Il Papa ha lanciato tanti messaggi in questi mesi, è cambiata anche per la Chiesa il modo di fare comunicazione?
“La Chiesa non è soltanto il Papa e i vertici della Chiesa, ma è quella realtà formata da tutte le parrocchie d’Italia, dalle comunità, i gruppi e le associazioni che hanno dovuto reinventare il modo di comunicare. Diciamo che la Chiesa che ha sempre puntato sulla necessità della presenza e dell’incontro, si è trovata spiazzata nel momento in cui per essere presenti, bisognava essere distanti. La difficoltà di questo momento l’ha vissuta anche il Papa che ha sempre amato abbracciare ed essere vicino alle persone e che per la prima volta si è ritrovato a dover pronunciare anche l’Angelus in streaming. C’è stata però una grandissima attenzione allo svolgimento dei fatti e al mantenere attive le reti comunitarie attraverso le strade possibili, che sono state quelle degli incontri on line e delle celebrazioni tramite i dispositivi”.

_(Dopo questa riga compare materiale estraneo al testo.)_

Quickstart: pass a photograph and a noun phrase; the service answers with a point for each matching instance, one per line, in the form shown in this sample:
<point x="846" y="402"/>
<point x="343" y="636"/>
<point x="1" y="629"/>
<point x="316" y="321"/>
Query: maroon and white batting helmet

Cosa insegna la pandemia ai media?
“Il Covid sta insegnando una fase di sobrietà, una necessità di verità e una necessità anche di selezione delle parole che ci servono per riprendere la vita probabilmente in una forma nuova. La comunicazione è vita, probabilmente perché racconta la vita, perché fatta da persone che coinvolgono altre persone, ma questo periodo non lo vediamo ancora nella sua interezza. Bisogna creare speranza, possibilità di lavoro per i giovani, cura dell’ambiente della nostra casa comune. Io credo che l’informazione del futuro sia quella che si faccia carico della domanda positiva che dalla società emerge e che la racconti, le dia voce e che le nostre parole aiutino a costruire anche il mondo in cui viviamo. Dovremmo quindi imparare tutti a fare questo sforzo per costruire un domani migliore “.